The founder of Sirius satellite radio doesn't have high hopes for the company she left in 1997, saying that two technologies have since undermined it.

The first, obviously, were iPods and MP3 players, and now Internet radio is threatening to render satellite ratio obsolete. "There has been a huge growth in terrestrial alternatives," Martine Rothblatt said in an interview with Fortune magazine. "As we move from third-generation to fourth-generation cellular, there's going to be ever more bandwidth available to distribute content totally via terrestrial cellular infrastructure. And that will leave fewer and fewer unique market attributes to satellite radio."

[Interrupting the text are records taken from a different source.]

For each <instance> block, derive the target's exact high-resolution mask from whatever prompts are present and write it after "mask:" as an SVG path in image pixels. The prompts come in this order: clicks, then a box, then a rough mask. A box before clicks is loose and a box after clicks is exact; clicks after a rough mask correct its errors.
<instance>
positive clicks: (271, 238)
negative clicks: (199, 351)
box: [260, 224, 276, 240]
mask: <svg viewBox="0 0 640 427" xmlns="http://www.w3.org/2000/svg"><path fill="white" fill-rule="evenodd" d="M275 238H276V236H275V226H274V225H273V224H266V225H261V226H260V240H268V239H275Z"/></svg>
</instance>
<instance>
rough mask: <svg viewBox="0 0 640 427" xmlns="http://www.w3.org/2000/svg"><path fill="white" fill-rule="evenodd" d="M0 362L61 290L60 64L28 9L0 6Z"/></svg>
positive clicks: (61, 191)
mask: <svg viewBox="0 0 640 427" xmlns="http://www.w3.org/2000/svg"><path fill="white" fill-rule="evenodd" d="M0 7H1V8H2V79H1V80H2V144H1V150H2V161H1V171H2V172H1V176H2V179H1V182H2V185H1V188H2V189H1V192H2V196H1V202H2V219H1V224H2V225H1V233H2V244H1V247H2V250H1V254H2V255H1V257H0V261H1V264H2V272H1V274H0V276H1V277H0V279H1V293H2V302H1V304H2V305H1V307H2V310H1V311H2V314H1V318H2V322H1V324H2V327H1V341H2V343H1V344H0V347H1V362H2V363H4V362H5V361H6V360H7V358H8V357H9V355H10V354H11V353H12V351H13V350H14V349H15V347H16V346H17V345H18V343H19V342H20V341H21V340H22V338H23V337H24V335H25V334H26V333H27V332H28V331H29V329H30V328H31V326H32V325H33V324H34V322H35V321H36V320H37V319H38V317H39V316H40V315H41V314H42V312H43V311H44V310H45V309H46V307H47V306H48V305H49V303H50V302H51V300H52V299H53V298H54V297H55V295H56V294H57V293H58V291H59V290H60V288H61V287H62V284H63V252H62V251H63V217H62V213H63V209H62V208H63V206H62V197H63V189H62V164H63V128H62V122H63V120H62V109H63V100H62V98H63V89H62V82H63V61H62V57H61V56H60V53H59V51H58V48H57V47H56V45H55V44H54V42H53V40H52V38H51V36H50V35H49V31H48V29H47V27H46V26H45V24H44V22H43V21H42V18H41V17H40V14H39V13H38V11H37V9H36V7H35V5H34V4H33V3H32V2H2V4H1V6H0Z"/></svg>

In other words, mobile broadband is going to become easier to implement, and Sirius XM will soon have nothing to offer. This isn't a new revelation, but it's got to hurt coming from the person who conceived Sirius in the first place. "Technologies have their ideal times and places, and in my opinion the better time for satellite radio was 10 years ago," Rothblatt (pictured below) said.

The remarks came as part of a larger story on Mel Karmazin, CEO of Sirius XM, and his determination to keep the company afloat. Karmazin is sticking with the idea that celebrities such as Howard Stern and Bob Dylan will entice consumers. "I'm starting at a premise that says radio is not just recorded music - radio is discovery of new music," he said. "Some people would like to be able to hear songs they haven't heard before and that are not on their iPod."

The problem is, Internet radio is also delivering discovery -- that's the point of Pandora, after all -- but without the costly fees that are needed to cover top names and the upkeep of orbital equipment. The latter cost, in particular, is what I think Rothblatt is driving at. Stern and Dylan could just as easily broadcast to an iPhone, and they will once Sirius XM gets its iPhone App off the ground.

Unfortunately, Karmazin can't just drop satellite outright because the technology for listening on the go isn't ubiquitous enough. Until it is, satellite will be stuck carrying the torch.